So far, so good. But what does all this mean in the world of international politics? Here we run yet again into the dilemma that there is, as yet, no simple language in which both the science of biodiversity loss, and social actions needed to stem this loss (that are also compatible with other social goals and priorities), can be comfortably discussed.

The most obvious example of this dilemma lies in the tension between the steps that the Millennium Ecosystem Assessment says are essential for biodiversity to be adequately protected — particularly to meet the goals of the CBD — and the separate strategies that others say are just as necessary to achieve the social objective of reducing global poverty (for example, through the UN Millennium Development Goals, or MDGs).

The dilemma is clearly outlined in last week’s report. This points out, for example, that building the infrastructure — such as roads and dams — needed to enable rural communities to escape chronic poverty can often have a negative impact on local biodiversity. And that "trade-offs" are therefore required between environmental and social goals (including achieving the MDGs).

Such a suggestion, however, has angered some of those working in the sustainable development field. They argue that the concept of ‘trade-offs’ is an out-dated way of thinking about the problem, implying as it does that those seeking to reduce poverty and those keen to protect natural biodiversity are, by definition, sitting in opposing camps.

Need for a broad vision

The real challenge, of course, is to produce a set of policy initiatives that embrace the two. In other words, we need to develop a way of thinking about biodiversity issues that does not frame them into a single dimension – conceived essentially as the ‘health of the environment’ – but is able to locate them in a social context in which rational decisions about what benefits both nature and society can be made.
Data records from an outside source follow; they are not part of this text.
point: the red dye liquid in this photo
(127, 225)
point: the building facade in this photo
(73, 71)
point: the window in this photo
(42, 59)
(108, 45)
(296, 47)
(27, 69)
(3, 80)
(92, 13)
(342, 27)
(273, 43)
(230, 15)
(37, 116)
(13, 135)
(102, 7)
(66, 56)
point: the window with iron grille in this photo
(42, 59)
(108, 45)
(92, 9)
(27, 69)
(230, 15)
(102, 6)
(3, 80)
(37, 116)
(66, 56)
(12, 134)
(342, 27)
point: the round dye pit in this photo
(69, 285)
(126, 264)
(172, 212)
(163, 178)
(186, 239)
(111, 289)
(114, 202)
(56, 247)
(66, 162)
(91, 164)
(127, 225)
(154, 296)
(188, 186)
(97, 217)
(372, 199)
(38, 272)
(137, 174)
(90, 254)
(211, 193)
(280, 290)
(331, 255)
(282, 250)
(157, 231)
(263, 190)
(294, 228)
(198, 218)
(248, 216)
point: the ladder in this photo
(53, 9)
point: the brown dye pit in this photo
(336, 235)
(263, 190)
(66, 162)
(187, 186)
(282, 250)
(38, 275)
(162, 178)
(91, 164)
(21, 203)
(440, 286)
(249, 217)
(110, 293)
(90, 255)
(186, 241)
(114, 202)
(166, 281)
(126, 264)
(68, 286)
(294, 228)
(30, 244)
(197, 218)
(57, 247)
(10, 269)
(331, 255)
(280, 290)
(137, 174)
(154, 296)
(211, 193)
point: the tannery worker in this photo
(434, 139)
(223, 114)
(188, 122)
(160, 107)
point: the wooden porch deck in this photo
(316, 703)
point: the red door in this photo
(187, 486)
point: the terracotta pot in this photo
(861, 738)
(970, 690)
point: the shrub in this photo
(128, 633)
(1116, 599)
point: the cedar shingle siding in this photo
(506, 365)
As is being increasingly pointed out, achieving this goal will require the development of a set of analytical instruments able to produce the data on which such decisions can be made. This is the task that the field of ‘environmental economics’ has set itself. And despite some early setbacks, when crude efforts at placing a monetary value on environmental goods and services were legitimately ridiculed by environmentalists (and some economists), the field is growing in both legitimacy and impact.

But it also requires a little more humility and imagination on both sides than is frequently present in the exchanges between them. On the one hand, economists need to be more modest about the extent to which either reducing poverty or protecting biodiversity can be achieved through top-down political pressure, market incentives, and the massive injection of public funds. Each of these is essential, but also needs to be integrated into a broader vision of the effective levers of social action.

Conversely, those keen to defend the planet’s biodiversity could often benefit from an equal amount of modesty in pushing their own claims to be the top political priority. It is one thing, for example, to emphasise that healthy societies require healthy ecosystems. But it is not the only one. And to argue that concern for the environment should top everything else reflects a brand of fundamentalism that can be dangerously blinkered.